The secretary of Ukraine's security council, Andriy Paruby, told reporters in Kyiv on Sunday that the body, which is made up of the country's top security and military officers, had issued the call-up to "all those that armed forces need at the moment across Ukraine."

He added that the mobilization was necessary to "ensure the security and territorial integrity of Ukraine."

"This is not a threat: this is actually the declaration of war to my country," acting Prime Minister Arseniy Yatsenyuk told reporters in Kyiv.

Russian approval of troops in Ukraine

The Ukrainian armed forces had already been placed on a state of high alert on Sunday, a day after Russia's upper house of parliament approved a request from President Vladimir Putin to authorize the use of the country's military in Ukraine. Parliamentarians approved the use of Russian troops within the territory of its much smaller neighbor "until the social and political situation in that country is normalized."

In his request, Putin had argued that sending in troops might be necessary to counter a threat to Russian citizens, ethnic Russians and Russian military personnel already in the Crimea.

This was met with condemnation from the United States and its European Union allies.

90-minute telephone call

US President Barack Obama used a telephone conversation with Putin on Saturday to express his displeasure at the move.
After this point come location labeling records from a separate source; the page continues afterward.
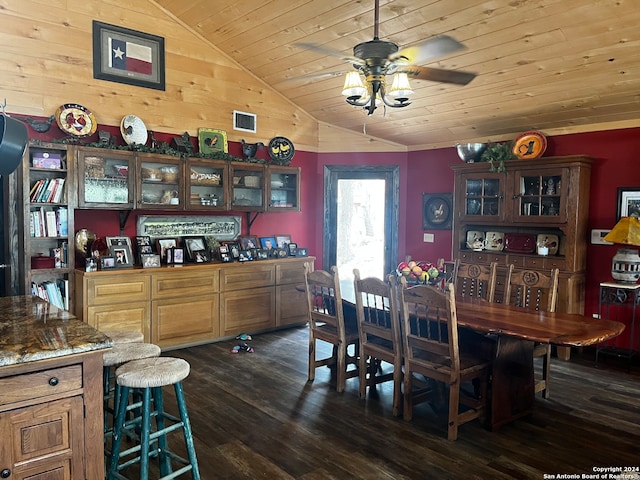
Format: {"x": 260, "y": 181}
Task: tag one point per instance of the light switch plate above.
{"x": 597, "y": 237}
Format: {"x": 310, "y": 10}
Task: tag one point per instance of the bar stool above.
{"x": 147, "y": 377}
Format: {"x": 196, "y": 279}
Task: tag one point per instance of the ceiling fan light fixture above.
{"x": 353, "y": 86}
{"x": 400, "y": 86}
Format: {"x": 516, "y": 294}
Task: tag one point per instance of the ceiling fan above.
{"x": 375, "y": 59}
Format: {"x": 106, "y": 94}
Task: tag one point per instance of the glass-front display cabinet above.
{"x": 207, "y": 182}
{"x": 105, "y": 178}
{"x": 160, "y": 182}
{"x": 247, "y": 187}
{"x": 283, "y": 187}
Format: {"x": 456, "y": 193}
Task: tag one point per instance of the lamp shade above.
{"x": 625, "y": 266}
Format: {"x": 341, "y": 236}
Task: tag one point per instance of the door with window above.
{"x": 361, "y": 219}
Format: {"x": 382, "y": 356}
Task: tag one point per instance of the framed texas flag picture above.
{"x": 128, "y": 56}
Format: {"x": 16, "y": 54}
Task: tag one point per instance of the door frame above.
{"x": 391, "y": 175}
During their conversation, which lasted a full 90 minutes, Obama reportedly told Putin that Russia had violated international law by getting involved in Crimea.

A statement released by the Kremlin, though, said that "if violence spread further in the eastern regions of Ukraine and in Crimea, Russia reserves the right to protect its interests and those of Russian speakers living there."

Just hours before ambassadors from the Western military alliance NATO met in Brussels to discuss the crisis, there were reports of more military activity in the Crimea region.

Military movements

The Associated Press reported that its journalists had seen hundreds of military trucks carrying troops and a Tiger vehicle armed with a machine gun traveling along the road from Sevastopol, where Russia's Black Sea Fleet is located, to Simferopol on Sunday morning.

Russia's Interfax news agency, meanwhile, cited a Ukrainian Defense Ministry source who said Russian troops had seized weapons from a radar base near the town of Sudak as well as a training center in Sevastopol.

In other diplomatic developments, British Foreign Secretary William Hague was to arrvive in Kyiv to discuss the crisis later on Sunday. Canada, meanwhile, has recalled its ambassador to Russia "for consultations," according to a statement released by Prime Minister Stephen Harper following an emergency cabinet meeting on Saturday.